The Good Liar(14)
FM: Not for guests. Not electronic ones. They were still using a paper system. That got lost, obviously. And you’ve heard about the cameras, right? Totally unreliable.
TJ: Are you suggesting that someone might make a false claim in order to get compensation?
FM: Don’t look so shocked. That sort of stuff happens all the time.
TJ: So the Identification Protocol . . .
FM: Requires irrefutable evidence that their family member actually died there that day in order for them to get compensation.
TJ: And I understand that your own . . . um, your biological mother’s family’s claim was refused?
FM: That’s right.
TJ: How did that happen?
FM: I can’t make special exceptions. We can’t, I mean.
TJ: Sure. But there’s some irony there, that the rule could affect your family in particular. You, even, I suppose.
FM: Yeah, but that claim is under review. You never know what might turn up.
Chapter 7
Here We Go Loop-de-Loop
Cecily
This is how I found out I was a fool.
Six months before Tom died, as I was running around trying to make everything perfect for our upcoming wedding anniversary extravaganza weekend away! (I thought in exclamation marks back then, more often than I’d like to admit), I received a text from Tom that said: I can’t stop thinking about last night.
Nothing so unusual in that. In fact, he’d texted me something similar a few years before, after we’d had a particularly steamy evening when both the kids were out with friends and we’d had a few glasses of wine and ended up having sex on the kitchen counter. I’d texted an emoticon back to that one (probably a smiley face, knowing me at the time), and we’d engaged in mild sexting for about an hour until it petered out.
But not this time, because this time—as far as I knew up until that moment—Tom was supposed to have been on the flip side of an all-nighter at work to get the bugs out of the product they were about to launch so we could leave for the weekend. He was supposed to be surrounded by bad pizza and sour coffee and people in need of showers, not something he couldn’t stop thinking about. Not someone.
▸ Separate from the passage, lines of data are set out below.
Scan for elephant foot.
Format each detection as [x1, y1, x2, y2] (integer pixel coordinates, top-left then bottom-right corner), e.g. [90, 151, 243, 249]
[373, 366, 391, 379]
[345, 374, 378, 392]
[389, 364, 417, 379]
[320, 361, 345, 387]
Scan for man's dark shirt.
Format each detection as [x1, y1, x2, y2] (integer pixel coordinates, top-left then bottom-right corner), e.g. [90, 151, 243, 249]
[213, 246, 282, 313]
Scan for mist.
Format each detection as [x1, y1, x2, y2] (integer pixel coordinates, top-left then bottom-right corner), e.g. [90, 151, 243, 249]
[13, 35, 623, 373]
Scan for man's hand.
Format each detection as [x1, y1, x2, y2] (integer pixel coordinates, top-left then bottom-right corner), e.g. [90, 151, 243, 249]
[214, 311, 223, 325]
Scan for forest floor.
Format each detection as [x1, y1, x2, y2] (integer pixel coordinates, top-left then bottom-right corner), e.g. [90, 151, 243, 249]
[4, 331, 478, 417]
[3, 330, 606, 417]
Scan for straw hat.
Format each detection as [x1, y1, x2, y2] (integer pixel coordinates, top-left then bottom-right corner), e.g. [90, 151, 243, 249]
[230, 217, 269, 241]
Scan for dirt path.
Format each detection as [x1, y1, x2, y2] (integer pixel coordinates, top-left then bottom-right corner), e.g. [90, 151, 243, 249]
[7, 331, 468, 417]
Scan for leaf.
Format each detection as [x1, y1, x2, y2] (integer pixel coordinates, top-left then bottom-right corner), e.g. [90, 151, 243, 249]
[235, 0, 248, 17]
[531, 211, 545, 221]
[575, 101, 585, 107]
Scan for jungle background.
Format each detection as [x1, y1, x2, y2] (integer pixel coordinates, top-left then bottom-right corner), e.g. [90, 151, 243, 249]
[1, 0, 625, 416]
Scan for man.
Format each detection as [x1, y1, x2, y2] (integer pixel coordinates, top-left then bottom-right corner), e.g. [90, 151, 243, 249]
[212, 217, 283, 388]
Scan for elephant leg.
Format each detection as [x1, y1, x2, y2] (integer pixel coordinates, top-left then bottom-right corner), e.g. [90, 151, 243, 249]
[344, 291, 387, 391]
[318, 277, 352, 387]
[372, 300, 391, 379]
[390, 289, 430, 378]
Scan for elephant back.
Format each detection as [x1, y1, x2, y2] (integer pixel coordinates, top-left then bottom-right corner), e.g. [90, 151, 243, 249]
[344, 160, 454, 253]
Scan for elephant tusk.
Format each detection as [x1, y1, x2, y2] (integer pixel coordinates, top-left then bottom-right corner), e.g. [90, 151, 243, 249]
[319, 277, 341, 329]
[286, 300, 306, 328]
I knew the text was bad news the minute I read it. Stomach-churning, gut-twisting bad. And then my phone chimed again. Ding! Ding!
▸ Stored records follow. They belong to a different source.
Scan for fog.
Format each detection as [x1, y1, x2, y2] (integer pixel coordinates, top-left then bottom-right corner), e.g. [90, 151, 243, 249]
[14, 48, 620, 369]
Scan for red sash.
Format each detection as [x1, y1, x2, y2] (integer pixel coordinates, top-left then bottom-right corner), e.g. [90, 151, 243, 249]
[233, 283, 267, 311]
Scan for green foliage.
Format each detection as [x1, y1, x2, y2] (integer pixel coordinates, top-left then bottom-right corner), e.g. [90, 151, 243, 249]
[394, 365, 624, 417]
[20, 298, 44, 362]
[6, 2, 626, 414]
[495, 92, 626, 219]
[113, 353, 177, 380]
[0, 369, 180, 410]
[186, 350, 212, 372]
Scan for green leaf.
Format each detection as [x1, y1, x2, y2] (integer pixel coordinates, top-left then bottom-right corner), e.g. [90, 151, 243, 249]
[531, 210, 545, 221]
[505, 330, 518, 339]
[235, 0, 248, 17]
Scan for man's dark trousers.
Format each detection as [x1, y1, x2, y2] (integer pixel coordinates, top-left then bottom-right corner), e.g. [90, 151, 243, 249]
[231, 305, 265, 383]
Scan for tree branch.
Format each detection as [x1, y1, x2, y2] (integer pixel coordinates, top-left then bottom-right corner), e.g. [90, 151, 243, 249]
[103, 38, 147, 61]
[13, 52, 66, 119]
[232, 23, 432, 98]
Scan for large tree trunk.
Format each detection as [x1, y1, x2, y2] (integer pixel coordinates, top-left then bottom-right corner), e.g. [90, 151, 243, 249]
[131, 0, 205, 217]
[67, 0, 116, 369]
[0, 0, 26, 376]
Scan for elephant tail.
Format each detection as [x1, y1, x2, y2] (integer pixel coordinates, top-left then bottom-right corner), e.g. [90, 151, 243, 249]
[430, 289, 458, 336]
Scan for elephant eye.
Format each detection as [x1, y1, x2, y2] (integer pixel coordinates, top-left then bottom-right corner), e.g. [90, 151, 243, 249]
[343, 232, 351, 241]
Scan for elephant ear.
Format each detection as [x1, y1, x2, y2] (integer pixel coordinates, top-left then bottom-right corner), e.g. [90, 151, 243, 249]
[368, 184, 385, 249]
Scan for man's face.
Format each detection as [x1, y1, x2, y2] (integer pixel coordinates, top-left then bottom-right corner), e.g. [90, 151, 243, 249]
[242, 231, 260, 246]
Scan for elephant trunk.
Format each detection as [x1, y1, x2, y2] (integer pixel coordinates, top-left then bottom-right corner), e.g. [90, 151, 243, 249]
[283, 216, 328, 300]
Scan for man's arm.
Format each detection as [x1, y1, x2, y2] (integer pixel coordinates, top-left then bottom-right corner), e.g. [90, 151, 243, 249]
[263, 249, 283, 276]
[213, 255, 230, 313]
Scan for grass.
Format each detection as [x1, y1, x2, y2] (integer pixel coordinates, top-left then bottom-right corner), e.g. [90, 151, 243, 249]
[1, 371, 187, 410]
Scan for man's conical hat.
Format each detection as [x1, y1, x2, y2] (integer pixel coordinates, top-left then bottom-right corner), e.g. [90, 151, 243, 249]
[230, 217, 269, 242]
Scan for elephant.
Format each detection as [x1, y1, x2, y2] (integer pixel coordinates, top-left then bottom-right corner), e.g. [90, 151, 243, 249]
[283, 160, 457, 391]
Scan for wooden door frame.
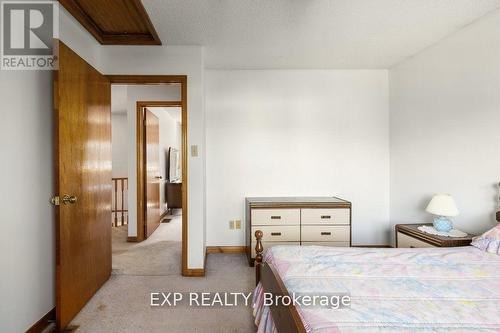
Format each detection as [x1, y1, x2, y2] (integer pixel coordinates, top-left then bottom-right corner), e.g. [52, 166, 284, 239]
[139, 101, 182, 239]
[107, 75, 188, 276]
I got the texts while I was in Victoria’s Secret. That’s right. I was actually in the middle of buying sexy lingerie for that fucker when I received the announcement that my husband had slept with another woman. Because that’s what it was, what it meant. There wasn’t any other way to read it. Or maybe there would’ve been if he hadn’t followed it up with: I love how you suck my cock.
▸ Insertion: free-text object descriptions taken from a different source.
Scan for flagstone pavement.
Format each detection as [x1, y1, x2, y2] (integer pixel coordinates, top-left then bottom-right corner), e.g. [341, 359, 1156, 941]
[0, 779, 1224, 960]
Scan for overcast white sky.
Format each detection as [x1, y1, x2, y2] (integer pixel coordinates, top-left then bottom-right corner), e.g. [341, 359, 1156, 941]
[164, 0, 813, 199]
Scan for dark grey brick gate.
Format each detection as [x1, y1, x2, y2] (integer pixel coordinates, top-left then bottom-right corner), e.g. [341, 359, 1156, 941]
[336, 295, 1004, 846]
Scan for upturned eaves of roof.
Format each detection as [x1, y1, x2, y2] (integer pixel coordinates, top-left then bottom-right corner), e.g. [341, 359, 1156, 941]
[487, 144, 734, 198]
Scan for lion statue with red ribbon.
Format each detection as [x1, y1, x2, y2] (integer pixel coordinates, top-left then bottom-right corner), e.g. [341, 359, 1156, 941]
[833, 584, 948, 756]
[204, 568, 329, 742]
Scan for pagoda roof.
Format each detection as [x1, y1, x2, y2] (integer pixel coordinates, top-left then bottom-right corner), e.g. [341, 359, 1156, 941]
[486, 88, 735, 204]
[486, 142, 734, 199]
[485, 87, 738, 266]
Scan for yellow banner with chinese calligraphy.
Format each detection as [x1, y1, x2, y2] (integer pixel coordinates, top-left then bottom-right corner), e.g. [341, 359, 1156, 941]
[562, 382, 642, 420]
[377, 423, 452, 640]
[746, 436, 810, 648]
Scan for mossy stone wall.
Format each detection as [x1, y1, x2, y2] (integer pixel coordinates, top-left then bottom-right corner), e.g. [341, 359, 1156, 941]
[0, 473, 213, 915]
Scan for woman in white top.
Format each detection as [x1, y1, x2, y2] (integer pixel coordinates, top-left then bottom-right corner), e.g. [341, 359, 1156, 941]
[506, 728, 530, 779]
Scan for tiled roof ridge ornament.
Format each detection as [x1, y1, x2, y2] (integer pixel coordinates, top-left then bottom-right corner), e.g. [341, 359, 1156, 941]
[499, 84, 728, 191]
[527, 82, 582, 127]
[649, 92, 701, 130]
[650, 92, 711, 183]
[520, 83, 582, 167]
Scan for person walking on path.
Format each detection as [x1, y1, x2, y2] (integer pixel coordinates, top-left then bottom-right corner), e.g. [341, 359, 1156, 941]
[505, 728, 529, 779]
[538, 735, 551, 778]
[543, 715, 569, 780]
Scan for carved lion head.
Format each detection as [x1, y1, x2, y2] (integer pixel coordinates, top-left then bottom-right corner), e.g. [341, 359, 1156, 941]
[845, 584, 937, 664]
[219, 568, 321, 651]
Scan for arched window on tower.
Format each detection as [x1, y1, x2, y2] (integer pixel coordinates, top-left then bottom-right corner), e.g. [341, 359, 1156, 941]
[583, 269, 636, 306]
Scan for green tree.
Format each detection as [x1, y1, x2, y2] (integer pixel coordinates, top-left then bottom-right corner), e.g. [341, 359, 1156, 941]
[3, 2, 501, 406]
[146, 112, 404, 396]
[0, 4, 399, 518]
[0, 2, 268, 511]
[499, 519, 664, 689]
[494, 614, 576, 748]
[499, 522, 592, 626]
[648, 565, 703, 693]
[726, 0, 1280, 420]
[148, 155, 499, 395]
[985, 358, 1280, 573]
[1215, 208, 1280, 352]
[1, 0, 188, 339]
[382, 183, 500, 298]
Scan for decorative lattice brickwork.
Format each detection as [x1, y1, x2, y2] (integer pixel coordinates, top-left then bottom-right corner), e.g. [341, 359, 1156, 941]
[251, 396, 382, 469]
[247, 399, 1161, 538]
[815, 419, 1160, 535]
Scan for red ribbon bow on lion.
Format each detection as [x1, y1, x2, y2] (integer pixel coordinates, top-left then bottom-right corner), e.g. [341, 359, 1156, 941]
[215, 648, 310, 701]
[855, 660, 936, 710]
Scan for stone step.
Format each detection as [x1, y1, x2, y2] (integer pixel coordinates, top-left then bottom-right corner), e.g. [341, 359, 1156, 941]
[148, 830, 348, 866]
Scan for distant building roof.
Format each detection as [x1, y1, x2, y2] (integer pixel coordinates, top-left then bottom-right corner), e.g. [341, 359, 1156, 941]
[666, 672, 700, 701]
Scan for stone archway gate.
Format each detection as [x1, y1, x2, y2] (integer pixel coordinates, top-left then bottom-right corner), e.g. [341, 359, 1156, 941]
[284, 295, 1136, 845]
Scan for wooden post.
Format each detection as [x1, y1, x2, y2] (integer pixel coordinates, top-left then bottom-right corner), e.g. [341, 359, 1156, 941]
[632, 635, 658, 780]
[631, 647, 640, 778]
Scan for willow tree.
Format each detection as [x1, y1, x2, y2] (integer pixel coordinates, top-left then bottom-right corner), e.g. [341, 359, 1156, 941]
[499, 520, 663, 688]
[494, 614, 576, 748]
A classy guy, my husband. Also generally very careful, but I guess he was so taken away with his memories of the night before, the world-class cock-sucking he’d received, that he’d tapped the wrong text thread—was her name similar to mine or were we the only two people he texted with? One of a million questions leaping through my mind—and sent the message to me instead of whoever he intended it for.
When I received the alert for the second text, I tried to look away. But in my innocent life as it existed then, I’d enabled the floating preview bar on my phone so I could see the first lines of whatever anyone sent me. I had nothing to hide, you see, nothing to fear. I couldn’t avoid the words as they appeared on the screen that was grasped in my shaking hand, warm to the touch. I read them and felt frozen to the floor, my other hand still stuck in the 50-percent-off silk underwear bin I’d been riffling through to find my size.
My mind was whirling as fast as my gut. I had no idea how to react. Should I write back or allow him to sit and wonder why the cock-sucking genius was letting him twist in the wind without a response until he figured out who he’d actually texted? Should I simply pretend the whole thing never happened?
I admit; I kind of wished I could do the last one. My finger actually swiped to delete the texts, but I couldn’t bring myself to do it. I didn’t want that filth on my phone, but I couldn’t put it in the trash and pretend I’d never read it, either.
Oh, Tom, you stupid asshole.
Why couldn’t you have been more careful?
“So,” my therapist, Linda, says. “You made it through the memorial.”
We’re in her office, the place I’ve been coming to once a week for nine months. A friend of a friend suggested her without my having to ask for a referral. When your husband dies suddenly, it’s assumed you’ll need some kind of mental health assistance to recover.
“I did.”
“I saw you on TV.”
I pull a face. “Maybe now it will stop.”
“Perhaps.”
Linda’s a pragmatist, and she doesn’t believe in feeding me false hope. Better to accept the things I cannot change and all that, like an addict, even though I’m the substance being consumed.
“You were feeling anxious about the interview with Teo. How did it go?”
“Okay, I think.”
“I’m going to need more than that.”
I pull my feet under me on the couch; Linda’s across from me on a matching one. One of the things I like about Linda, she doesn’t believe in creating distinctions between us. Our sessions are often like highly effective conversations with my girlfriends, sans alcohol. I don’t know what I expected therapy to be; I only know that when I got out of the car before my first session, I started crying, and the first thing I said to her was, “I don’t want this to be a lifetime relationship.” She’d agreed, and we’d gone on from there.